A = np.array([1.5,2,2.2])           #아주 적은 차이의 리스트를 만들어본다.
exp_A = np.exp(A)                   #자연상수의 a승
print(exp_A)            
sum_exp_A = np.sum(exp_A)           #자연상수 a승의 전체 합 
Y = exp_A/sum_exp_A                 #전체 합으로 자연상수의 a승을 하나하나 나누어준다
print(Y)                            #셋을 합하면 1이 나온다.

globFunc에 def softmax로 작성.

(2)오버플로우 현상 해결하기.

자연상수^a/sum(자연상수^a) ==(자연상수-C)^a/sum((자연상수-C)^a) 같다는 원리를 로그함수를 이용해 배웠다.
그러니 숫자 너무 커지지 않게 애초에 e에서 입력한 array 중 max값을 미리 빼주면, 오버플로우 현상을 방지할 수 있다.

def softmax(A):
    MaxVal = np.max(A)                  #받은 어레이중 최대값을 구한다.
    exp_A = np.exp(A - MaxVal)          #어레이에서 그 최대값을 뺀 만큼을 e^a승 해준다.           
    sum_exp_A = np.sum(exp_A)           #e^a의 전체 합 
    Y = exp_A/sum_exp_A                 #전체 합으로 e^a를 하나하나 나누어준다
    return Y                            #셋을 합하면 1이 나온다.

(3) 특징
신경망 학습시킬때 사용하는 softmax 함수.
단조증가 함수이기 때문에, a<b면 f(a)<f(b). 결과만 분류할 때는 소프트맥스 함수 생략 가능하다.

2)mnist
학습->추론
0~255 흑백 이미지 데이터 이미 학습된 상태.


(1) 데이터셋

import sys,os
from mnist import load_mnist
(x_train,t_train),(x_test,t_test) = load_mnist(flatten=True,normalize=False)

print(x_train.shape)
print(t_train.shape)
print(x_test.shape)
print(x_test.shape)



(2) 추론처리

from mnist import load_mnist
import pickle
import numpy as np
import globalFunc as gf

def get_data():                                                             #데이터 셋
    (x_train, t_train), (x_test, t_test) = load_mnist(flatten=True, normalize=False,one_hot_label=False)    
    return x_test, t_test                                                   #이미 훈련된 가중치 활용, 훈련용 데이터 따로 필요 없다! x는 컴퓨터가, t는 사람이.
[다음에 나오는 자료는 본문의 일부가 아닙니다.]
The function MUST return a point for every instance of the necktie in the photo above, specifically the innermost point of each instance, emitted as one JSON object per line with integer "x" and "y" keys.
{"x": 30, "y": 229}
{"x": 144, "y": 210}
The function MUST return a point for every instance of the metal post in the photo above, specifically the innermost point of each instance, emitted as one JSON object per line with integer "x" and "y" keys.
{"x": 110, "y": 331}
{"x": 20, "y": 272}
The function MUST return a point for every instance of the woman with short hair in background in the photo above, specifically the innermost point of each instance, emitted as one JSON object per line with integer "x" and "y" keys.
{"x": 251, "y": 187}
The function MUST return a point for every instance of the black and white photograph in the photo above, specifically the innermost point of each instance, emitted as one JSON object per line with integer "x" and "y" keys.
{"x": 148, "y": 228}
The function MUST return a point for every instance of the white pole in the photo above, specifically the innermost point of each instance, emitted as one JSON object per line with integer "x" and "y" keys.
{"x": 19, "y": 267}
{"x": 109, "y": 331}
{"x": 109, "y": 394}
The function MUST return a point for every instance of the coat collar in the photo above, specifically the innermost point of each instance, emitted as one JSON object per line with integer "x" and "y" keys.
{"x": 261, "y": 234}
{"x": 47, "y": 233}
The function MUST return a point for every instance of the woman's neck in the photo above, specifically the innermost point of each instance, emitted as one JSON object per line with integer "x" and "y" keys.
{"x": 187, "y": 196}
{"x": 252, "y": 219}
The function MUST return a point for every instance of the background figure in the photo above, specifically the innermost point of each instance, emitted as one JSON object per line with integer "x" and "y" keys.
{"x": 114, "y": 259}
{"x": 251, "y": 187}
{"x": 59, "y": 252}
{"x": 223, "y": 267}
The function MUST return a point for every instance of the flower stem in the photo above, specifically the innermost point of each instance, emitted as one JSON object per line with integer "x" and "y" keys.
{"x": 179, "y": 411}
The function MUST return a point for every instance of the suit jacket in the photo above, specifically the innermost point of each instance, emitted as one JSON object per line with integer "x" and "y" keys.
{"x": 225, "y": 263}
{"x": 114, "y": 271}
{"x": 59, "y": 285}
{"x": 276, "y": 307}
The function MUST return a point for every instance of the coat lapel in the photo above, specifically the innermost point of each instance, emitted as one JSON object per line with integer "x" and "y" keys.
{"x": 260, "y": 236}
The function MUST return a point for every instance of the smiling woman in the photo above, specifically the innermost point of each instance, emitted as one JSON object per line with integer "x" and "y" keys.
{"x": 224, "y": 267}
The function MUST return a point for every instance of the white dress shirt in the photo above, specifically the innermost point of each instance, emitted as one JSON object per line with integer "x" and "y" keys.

def init_network():                                                         #이미 있는 데이터 오픈해서 네트워크로 피클화.
    with open("sample_weight.pkl",'rb')as f:
        network = pickle.load(f)
        return network                                                      # 이 파일에서 받은 네트워크.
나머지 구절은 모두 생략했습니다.